You’re not beaten yet

Don’t give up

I know you can make it good

 

Peter Gabriel – “Don’t give up”

 

 

 

 

 

Riccardo aveva sempre pensato agli addii come dei momenti in cui il cuore ti veniva strappato dal petto con una forza bruta incredibile. Si era sempre immaginato un’atmosfera tagliente, una canzone come “Wish you were here” dei Pink Floyd in sottofondo, mentre le lacrime cominciavano a scorrere come fiumi in piena.

Sì, questi erano gli addii che Ricca aveva sempre preso in considerazione: un’accozzaglia di cliché e stereotipi degni della peggiore commedia hollywoodiana.

Guardò ancora una volta il grosso tabellone che stava davanti a lui: Los Angeles. 19:20.

America.

Sognare l’America era una tradizione radicata nelle persone da secoli e secoli, fin dal momento in cui il Nuovo Continente era stato scoperto e le leggende misteriose su di esso avevano iniziato a viaggiare per chilometri e chilometri. L’America rappresentava quel luogo di rinascita in cui la gente avrebbe potuto riscattarsi, reinventarsi, ricrearsi completamente per risorgere una volta per tutte dalle proprie ceneri. L’America era un sogno lontano, quasi irraggiungibile.

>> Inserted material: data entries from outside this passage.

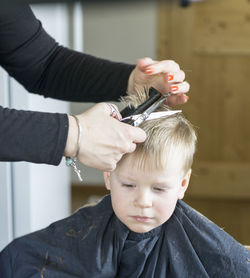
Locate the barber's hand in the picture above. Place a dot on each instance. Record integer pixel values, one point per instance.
(165, 76)
(104, 139)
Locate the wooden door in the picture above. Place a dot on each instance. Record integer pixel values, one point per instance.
(211, 42)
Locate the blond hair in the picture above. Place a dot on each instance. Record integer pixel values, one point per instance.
(167, 138)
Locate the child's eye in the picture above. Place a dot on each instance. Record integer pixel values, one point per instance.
(159, 189)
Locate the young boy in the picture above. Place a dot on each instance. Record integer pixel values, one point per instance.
(142, 229)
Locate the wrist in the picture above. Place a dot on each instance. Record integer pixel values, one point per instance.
(72, 142)
(130, 88)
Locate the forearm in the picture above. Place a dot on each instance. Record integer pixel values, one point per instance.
(32, 57)
(32, 136)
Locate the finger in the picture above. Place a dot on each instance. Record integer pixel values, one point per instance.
(114, 111)
(180, 88)
(162, 67)
(132, 148)
(177, 99)
(175, 77)
(144, 62)
(137, 135)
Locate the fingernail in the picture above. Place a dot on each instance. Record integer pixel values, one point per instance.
(170, 77)
(149, 70)
(174, 88)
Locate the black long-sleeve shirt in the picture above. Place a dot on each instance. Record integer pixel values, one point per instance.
(43, 67)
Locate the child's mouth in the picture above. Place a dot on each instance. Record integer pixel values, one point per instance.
(142, 218)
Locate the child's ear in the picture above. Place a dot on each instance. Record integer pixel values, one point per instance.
(106, 176)
(184, 184)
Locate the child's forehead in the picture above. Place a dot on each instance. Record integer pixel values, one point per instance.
(132, 166)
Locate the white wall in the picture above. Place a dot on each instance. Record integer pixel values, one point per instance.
(41, 193)
(120, 32)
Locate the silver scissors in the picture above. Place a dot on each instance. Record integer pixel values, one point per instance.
(138, 115)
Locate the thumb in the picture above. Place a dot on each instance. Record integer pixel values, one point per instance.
(144, 62)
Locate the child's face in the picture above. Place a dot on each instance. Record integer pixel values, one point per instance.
(144, 200)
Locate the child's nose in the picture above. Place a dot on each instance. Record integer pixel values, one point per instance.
(143, 200)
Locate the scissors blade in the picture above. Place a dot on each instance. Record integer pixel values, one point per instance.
(155, 115)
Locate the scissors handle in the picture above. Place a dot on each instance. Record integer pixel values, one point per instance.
(154, 95)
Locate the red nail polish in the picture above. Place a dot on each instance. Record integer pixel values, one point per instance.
(170, 77)
(149, 71)
(174, 88)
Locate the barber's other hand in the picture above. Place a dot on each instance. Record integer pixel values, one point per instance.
(164, 76)
(104, 139)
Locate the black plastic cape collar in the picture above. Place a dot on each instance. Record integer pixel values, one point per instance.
(94, 243)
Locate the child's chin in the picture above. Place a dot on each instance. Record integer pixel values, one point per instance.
(141, 230)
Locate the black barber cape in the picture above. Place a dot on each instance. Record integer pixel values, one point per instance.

E così, proprio come centinaia di altri uomini, Riccardo e Matteo avevano deciso di sognare l’America: si erano guardati negli occhi, mentre i cronisti li bombardavano di domande relative allo scioglimento dei Mad, e avevano capito di aver il disperato bisogno dell’America e di tutto ciò che essa rappresentava.

Alla fine avevano mollato, pensò Riccardo sconfortato. Aveva abbandonato, dopo alcuni ostacoli, la musica e il suo gruppo, senza farsi troppe domande, senza pensarci su due volte: era stata la scelta giusta? Non lo sapeva, Ricca, e probabilmente non avrebbe mai saputo rispondere a quel quesito esistenziali; tutto ciò che il suo torturato cuore gli stava domandando, ora, era di cercare un nuovo appiglio per poter ricominciare.

Il batterista si strinse nella sua felpa nera, il freddo dell’aeroporto lo faceva sentire ancora più insicuro, rendendogli impossibile pensare a qualcosa che non fosse gli errori commessi durante la sua carriera come musicista.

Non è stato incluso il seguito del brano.